Девушка быстро переоделась в любимый Егором костюмчик — короткие шорты и обтягивающую маечку, подкрасила губы и сделала конский хвост. Улыбнулась себе в зеркало и осталась довольна, впечатление портил лишь синяк.

Где‑то в глубине квартиры раздались мелодичные переливы звонка сотового телефона. Пока девушка искала аппарат, звонить он перестал, и искать стало на порядок труднее. Перевернув диванные подушки и сбросив на пол плед, она выудила завалившийся между спинкой и сиденьем дивана сотовый, посмотрела список вызовов — звонила ее знакомая ведьмочка, Корнелия.

Мира набрала номер.

— Привет, — ответил ей звонкий голосок. — Чего трубку не берешь?

— Привет, не успела добежать.

— Да ладно, ты откуда бежала‑то? Я полчаса трезвонила.

Мира, которая мысленно уже слышала шаги Егора в подъезде, решила перейти к сути:

— Ты что‑то хотела?

— На Шабаш собираешься сегодня?

— А как же, конечно, ты же знаешь, как эти перечницы бесятся, если пропускаешь без уважительной причины.

— Тогда скажи, что я не приду, заболела, — в трубку натужно пошмыгали носом и покашляли, демонстрируя серьёзность болезни.

Мира кивнула, как будто ее можно было видеть, затем опомнилась и произнесла:

— Без проблем, Нелли, обязательно передам.

— Как ты думаешь, в этот раз долго будет? Ты повестку получала? А то я свою сунула куда‑то, найти не могу.

— Получала, естественно.
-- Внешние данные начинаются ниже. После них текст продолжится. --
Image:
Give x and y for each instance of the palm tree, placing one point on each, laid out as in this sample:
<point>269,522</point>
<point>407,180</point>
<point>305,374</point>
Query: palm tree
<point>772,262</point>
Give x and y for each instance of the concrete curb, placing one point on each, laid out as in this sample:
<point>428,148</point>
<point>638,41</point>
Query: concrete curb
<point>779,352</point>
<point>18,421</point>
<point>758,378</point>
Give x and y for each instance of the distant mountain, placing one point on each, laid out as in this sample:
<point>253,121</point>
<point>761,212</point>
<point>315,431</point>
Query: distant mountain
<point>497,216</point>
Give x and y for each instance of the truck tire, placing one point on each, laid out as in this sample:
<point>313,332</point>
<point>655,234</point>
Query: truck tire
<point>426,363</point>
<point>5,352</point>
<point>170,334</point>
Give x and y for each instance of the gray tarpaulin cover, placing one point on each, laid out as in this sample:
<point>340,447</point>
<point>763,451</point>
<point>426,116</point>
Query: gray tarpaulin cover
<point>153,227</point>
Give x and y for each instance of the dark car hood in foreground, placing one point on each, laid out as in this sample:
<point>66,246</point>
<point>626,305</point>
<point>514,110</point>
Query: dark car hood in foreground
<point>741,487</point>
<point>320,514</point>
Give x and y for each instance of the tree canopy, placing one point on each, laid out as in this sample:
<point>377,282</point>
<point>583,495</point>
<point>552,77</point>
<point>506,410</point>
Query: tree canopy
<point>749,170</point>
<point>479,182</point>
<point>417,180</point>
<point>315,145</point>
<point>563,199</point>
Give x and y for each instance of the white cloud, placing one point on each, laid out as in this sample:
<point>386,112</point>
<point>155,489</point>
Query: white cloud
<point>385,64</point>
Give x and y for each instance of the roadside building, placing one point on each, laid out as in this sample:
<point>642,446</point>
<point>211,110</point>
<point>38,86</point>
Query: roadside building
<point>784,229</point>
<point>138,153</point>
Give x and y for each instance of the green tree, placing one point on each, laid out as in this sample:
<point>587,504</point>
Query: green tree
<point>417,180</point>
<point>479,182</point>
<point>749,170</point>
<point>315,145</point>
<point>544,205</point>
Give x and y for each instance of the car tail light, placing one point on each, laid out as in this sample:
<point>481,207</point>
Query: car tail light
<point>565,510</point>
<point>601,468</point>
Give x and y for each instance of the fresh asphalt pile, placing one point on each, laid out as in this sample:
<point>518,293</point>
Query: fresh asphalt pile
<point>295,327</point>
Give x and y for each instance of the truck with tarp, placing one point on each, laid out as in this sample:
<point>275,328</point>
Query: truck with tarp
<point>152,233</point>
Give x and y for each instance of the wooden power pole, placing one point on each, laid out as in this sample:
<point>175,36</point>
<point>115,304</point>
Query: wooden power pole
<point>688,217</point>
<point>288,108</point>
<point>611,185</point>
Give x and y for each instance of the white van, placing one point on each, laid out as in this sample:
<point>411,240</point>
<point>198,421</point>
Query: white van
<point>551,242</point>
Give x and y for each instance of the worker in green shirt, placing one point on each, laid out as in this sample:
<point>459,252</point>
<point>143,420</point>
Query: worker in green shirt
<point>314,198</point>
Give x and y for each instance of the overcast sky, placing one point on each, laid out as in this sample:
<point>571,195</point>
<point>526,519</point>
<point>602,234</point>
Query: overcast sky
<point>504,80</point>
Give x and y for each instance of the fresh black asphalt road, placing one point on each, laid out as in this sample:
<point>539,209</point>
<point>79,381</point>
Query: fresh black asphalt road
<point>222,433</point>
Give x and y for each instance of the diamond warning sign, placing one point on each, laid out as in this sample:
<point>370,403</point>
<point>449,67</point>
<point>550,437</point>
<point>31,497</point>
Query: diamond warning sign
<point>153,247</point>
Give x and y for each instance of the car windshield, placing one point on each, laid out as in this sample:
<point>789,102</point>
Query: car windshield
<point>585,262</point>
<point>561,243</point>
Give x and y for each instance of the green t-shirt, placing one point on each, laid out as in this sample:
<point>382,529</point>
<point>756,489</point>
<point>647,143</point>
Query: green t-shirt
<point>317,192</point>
Главнючка собирается ввести очередные правила касаемо применения сонной травы в зельях и попытаться наложить ограничения на использование смертельных заклинаний.

— Ну… — на том конце провода вздохнули с явным облегчением, — это не мои темы всяко.

И на самом деле — Нелли специализировалась на оборонной магии, больше тяготела к созданию щитов и барьеров, противоядий, чем к атаке и наложению проклятий.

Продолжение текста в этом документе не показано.